Looking for a safer and more cost-effective alternative to caustic soda, Jacobs performed a trial of magnesium hydroxide for 90 days at the Spokane County facility. The result was a 65 percent reduction in chemical usage (by volume) and a significant reduction in digested sludge volume. Roughly half the amount of digested sludge was produced, which lowered sludge hauling fees substantially.
Before switching to magnesium hydroxide, Jacobs was using approximately 1,400 gallons of 25 percent caustic soda every day to treat the wastewater. Replacing this with approximately 450 gallons per day of magnesium hydroxide resulted in chemical reduction cost savings and a reduced impact on the environment when the treated wastewater was discharged into the Spokane River.

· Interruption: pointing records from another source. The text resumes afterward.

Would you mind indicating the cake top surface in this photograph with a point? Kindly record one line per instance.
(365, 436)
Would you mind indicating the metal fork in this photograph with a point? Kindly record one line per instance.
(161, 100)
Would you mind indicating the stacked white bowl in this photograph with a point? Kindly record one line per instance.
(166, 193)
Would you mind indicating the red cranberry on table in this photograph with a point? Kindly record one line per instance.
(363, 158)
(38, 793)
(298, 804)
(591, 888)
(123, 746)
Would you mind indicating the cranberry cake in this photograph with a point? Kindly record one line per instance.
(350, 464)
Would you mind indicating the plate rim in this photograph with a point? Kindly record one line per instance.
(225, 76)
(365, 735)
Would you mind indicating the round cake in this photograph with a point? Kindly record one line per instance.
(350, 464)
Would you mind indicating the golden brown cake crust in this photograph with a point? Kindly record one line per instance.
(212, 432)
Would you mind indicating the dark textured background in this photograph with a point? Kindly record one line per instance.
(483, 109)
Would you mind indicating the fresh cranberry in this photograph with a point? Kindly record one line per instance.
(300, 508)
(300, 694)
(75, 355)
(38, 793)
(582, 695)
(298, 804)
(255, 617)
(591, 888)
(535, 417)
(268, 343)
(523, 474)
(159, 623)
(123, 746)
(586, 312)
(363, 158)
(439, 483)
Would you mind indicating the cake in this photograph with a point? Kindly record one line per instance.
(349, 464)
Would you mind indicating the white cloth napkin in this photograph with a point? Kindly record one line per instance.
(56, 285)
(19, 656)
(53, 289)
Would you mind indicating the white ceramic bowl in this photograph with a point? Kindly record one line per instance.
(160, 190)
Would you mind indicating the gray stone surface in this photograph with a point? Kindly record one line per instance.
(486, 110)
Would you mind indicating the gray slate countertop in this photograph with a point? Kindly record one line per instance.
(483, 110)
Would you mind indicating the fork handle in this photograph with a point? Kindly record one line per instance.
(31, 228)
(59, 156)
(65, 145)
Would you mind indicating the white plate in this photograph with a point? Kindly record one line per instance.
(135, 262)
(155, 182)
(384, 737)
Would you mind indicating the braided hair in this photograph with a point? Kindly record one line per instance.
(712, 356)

Jacobs staff observed that centrifuge cake solids had increased by a few percentage points, which halved the amount of dewatered sludge that were hauled after using magnesium hydroxide. These trial results were replicated and consistently observed. Importantly, no changes to the feed rate of their dewatering polymer had occurred nor any other operational changes in the plant that could otherwise account for the sludge reduction.
This result is due to magnesium hydroxide’s coagulation properties which can’t be replicated by caustic soda. The cost savings delivered through lower volumes of chemical used and less sludge (with lower sludge hauling fees) meant that Jacobs can replace its caustic soda use with magnesium hydroxide with confidence.
Magnesium hydroxide was dosed into the wastewater return activated sludge line using an agitated storage tank and metering pump feed system. Delivered as a highly flowable slurry, magnesium hydroxide is easy to handle and completely safe, with no adverse effects on people, plants, or animals. Pound for pound, it is the least expensive and most powerful alkaline chemical treatment available for pH control and buffering.